Na última metade do século XIX quatro aspectos eram responsáveis pelo progresso do Estado: a cultura do café, a primeira estrada de ferro, a colonização e a imigração e a autonomia da República. Sampaio aqui apontava vários aspectos importantes. Se o café era o grande responsável pela posição econômica de São Paulo na virada do século XIX, a ferrovia auxiliava no escoamento da produção e da expansão das lavouras. A discussão em torno do imigrante, também retomava o debate em torno da modernização do país e a viabilidade do tipo nacional no fim do século XIX. O homem livre e pobre mantido à margem da sociedade do trabalho, até a abolição da escravidão, era tido como incapaz, ocioso e insubordinado. A solução para substituir o escravo foi a escolha do imigrante, correspondendo à ideia de progresso e civilização associada ao branco europeu das teorias deterministas111.

Estes quatro aspectos apontados por Sampaio conduzem a pensarmos na sua atuação na CGGSP. Assim como Derby, tais pontos retomavam as motivações da fundação da Comissão: disponibilidades de solos, transporte e escoamento da produção e a necessidade de mão de obra.

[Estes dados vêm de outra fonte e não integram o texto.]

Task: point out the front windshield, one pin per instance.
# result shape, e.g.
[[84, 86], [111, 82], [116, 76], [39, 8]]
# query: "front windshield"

Iniciava-se a discussão acerca da modernização do Estado de São Paulo, tão almejada pela elite paulista, e sendo o café o principal responsável pelo dinamismo da economia local era necessária a racionalização da ocupação da área que era reivindicada por esta lavoura. Ampliaremos essa discussão no próximo tópico e discutiremos como as histórias de cidades contribui para entendermos esse cenário de formação espacial pelos seus limites e pelo seu povoamento.

109 AMADO, Janaína. Região, Sertão, Nação. Estudos Históricos, Rio de Janeiro, n. 15, 1995. 110 SAMPAIO, Theodoro. S. Paulo no século XIX, op. cit., p. 181.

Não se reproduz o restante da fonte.